Mon hagiographie intrigue plus d'un lecteur bienveillant. Pascale me demande de qui attends-je de la reconnaissance. Si j'en perçois ici et ailleurs, ce ne peut être que de mes pairs, entendre de mon père, suggère-t-elle avec malice. Or le 23 octobre j'ai fait de désagréables cauchemars dont la date coïncide avec son anniversaire. J'incarne en effet sa revanche, puisqu'il dût abandonner le monde du spectacle à 40 ans et retourner à l'école pour nourrir ses deux enfants. Mon père, avec ses manières de nouveau riche (c'était très relatif, il finit de rembourser ses dettes à 67 ans, trois ans avant sa mort), était très fier de son rejeton. Alors qu'il était hospitalisé pour des problèmes cardiaques, il me présente à l'infirmier qui fait son lit : "Mon fils, qui est compositeur..." Comme le type n'en a rien à battre, mon père insiste "... d'opéra !". Nous venions d'être joués à l'Opéra Garnier avec la partition de Manèges, chorégraphie de Karine Saporta avec le GRCOP, et avions enregistré L'hallali, opéra-bouffe sur un livret de Régis Franc interprété par l'Ensemble de l'Itinéraire, le premier album en CD du Drame. De là à me qualifier de compositeur d'opéra il y a un monde. Pour lui c'était la panacée universelle. Dans ses derniers jours, comme il écoutait la Callas au casque les larmes coulaient le long de ses joues. Je continue à sentir le poids de son regard posé sur moi, vingt-deux ans après sa mort qui me renvoie automatiquement à la mienne.

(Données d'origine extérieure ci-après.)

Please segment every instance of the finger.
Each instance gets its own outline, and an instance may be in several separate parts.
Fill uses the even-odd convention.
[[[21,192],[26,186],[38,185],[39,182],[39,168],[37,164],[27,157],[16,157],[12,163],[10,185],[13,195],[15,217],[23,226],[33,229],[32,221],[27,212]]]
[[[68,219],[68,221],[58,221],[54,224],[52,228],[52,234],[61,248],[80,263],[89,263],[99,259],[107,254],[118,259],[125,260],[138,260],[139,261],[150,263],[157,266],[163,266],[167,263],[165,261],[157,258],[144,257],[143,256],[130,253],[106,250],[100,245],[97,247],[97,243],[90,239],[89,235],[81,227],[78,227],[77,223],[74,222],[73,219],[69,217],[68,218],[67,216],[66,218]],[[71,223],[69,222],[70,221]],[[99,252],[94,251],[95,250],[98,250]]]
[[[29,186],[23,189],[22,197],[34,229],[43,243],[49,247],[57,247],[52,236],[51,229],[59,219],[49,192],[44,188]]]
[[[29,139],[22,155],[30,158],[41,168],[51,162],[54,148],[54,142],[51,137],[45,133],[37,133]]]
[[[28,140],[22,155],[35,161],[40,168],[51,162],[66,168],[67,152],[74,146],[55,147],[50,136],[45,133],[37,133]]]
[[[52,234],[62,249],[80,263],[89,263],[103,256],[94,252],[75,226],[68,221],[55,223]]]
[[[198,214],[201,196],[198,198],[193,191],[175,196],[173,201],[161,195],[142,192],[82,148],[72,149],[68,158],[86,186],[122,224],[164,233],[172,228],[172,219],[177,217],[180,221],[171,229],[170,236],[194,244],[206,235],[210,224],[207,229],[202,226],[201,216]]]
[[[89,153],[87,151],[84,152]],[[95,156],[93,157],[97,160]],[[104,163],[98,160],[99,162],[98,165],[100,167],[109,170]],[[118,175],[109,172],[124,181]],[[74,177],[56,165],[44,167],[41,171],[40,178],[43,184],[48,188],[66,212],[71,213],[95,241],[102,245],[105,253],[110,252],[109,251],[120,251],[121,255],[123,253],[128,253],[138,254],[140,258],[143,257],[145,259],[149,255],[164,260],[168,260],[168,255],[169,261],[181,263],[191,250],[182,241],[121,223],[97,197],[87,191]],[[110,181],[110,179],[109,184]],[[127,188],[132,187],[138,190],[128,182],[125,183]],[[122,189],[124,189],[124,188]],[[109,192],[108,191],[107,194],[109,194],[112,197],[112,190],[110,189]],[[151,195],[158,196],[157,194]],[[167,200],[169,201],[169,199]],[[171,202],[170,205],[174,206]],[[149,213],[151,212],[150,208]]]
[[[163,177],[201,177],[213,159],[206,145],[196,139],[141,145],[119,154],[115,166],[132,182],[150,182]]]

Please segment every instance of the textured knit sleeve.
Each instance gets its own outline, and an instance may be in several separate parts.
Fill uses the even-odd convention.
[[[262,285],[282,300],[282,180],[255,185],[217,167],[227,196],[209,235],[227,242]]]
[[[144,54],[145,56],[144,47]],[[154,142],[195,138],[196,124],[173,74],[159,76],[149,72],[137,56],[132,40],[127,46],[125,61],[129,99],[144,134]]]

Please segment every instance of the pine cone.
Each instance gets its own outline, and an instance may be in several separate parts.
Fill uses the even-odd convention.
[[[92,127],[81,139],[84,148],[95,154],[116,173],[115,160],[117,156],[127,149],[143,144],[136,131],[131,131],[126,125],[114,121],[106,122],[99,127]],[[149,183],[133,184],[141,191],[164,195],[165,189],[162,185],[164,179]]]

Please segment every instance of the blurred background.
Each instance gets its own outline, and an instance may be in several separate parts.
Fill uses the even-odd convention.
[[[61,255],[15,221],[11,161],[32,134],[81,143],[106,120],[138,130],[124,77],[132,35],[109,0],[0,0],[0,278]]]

J'ai retrouvé la photo dans le dossier de l'opérette Nouvelle-Orléans, avec Sidney Bechet et Mattye Peters, qui sonna la faillite de mon père. Il vendit heureusement le bureau Empire, qu'il tenait lui-même de son père, avant de déménager de la rue des Peupliers à la route de la Reine à Boulogne-Billancourt. Mon oncle, Gilbert Martin, avait peint son portrait. Dans le grand miroir, j'aperçois le vieux poste de radio Telefunken, un insigne de la paix que j'avais fabriqué avec du papier d'aluminium et un téléphone à cadran.